Activation of
poly(ADP-ribose) polymerases (PARPs) is considered a key event in the molecular and cellular processes leading from acute
asthma attacks to bronchial hyper-reactivity, leucocyte recruitment, chronic
inflammation,
airway remodelling and lung damage. The present investigation has been carried out to investigate the action of
hydroxyl-dimethylaminomethyl-thieno[2,3-c]isoquinolin-5(4H)-one (HYDAMTIQ), a new potent
PARP inhibitor, in the process leading from
asthma-like events to airway damage.
Ovalbumin-sensitized guinea pigs exposed two times to
allergen inhalation were treated for 8 days with vehicle or HYDAMTIQ.
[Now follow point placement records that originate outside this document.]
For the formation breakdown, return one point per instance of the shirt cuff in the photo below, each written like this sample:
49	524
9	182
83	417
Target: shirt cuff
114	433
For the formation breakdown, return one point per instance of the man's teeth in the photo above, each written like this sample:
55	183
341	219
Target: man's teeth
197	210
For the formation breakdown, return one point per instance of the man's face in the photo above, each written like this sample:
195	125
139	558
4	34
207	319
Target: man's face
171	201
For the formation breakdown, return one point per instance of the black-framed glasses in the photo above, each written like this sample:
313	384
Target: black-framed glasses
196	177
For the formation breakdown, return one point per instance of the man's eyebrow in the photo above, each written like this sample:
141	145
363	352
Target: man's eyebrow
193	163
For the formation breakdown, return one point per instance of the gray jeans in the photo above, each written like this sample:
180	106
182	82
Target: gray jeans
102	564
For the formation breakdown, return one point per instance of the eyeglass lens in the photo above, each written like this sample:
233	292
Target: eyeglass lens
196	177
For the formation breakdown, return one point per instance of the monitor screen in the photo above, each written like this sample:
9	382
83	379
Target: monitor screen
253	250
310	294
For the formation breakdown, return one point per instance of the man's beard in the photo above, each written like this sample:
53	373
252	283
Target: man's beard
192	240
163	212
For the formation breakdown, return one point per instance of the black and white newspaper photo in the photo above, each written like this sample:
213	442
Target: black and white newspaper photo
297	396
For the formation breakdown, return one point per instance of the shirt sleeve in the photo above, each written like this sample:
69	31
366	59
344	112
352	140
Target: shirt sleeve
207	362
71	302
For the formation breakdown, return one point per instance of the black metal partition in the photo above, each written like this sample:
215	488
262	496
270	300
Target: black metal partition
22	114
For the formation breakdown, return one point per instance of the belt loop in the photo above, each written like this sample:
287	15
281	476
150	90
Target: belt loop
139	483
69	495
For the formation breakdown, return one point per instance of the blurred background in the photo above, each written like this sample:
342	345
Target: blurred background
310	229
Asthma-like signs, bronchial hyper-reactivity to
methacholine,
cytokine production, histamine release from mast cells,
airway remodelling,
collagen deposition and lung damage were evaluated. Repeated HYDAMTIQ administration (1-10 mg/kg/day i.p.) reduced lung PARP activity, delayed the appearance and reduced the severity of
allergen-induced
cough and dyspnoea and dampened the increased bronchial responses to
methacholine. HYDAMTIQ-treated animals presented reduced bronchial or alveolar abnormalities, lower number of eosinophils and other leucocytes in the lung and decreased smooth muscle or goblet cell
hyperplasia. The treatment also reduced lung oxidative stress markers, such as
malondialdehyde or
8-hydroxy-2'-deoxyguanosine and the lung content of pro-inflammatory
cytokines (TNF-α,
interleukin (IL)-1β, IL-5, IL-6 and IL-18). Finally, mast cells isolated from the peritoneal or pleural cavities of sensitized, HYDAMTIQ-treated animals had a reduced ability to release
histamine when exposed to
ovalbumin in vitro. Our findings support the proposal that
PARP inhibitors could have a therapeutic potential to reduce chronic
lung inflammation, airway damage and remodelling in severe unresponsive asthmatic patients.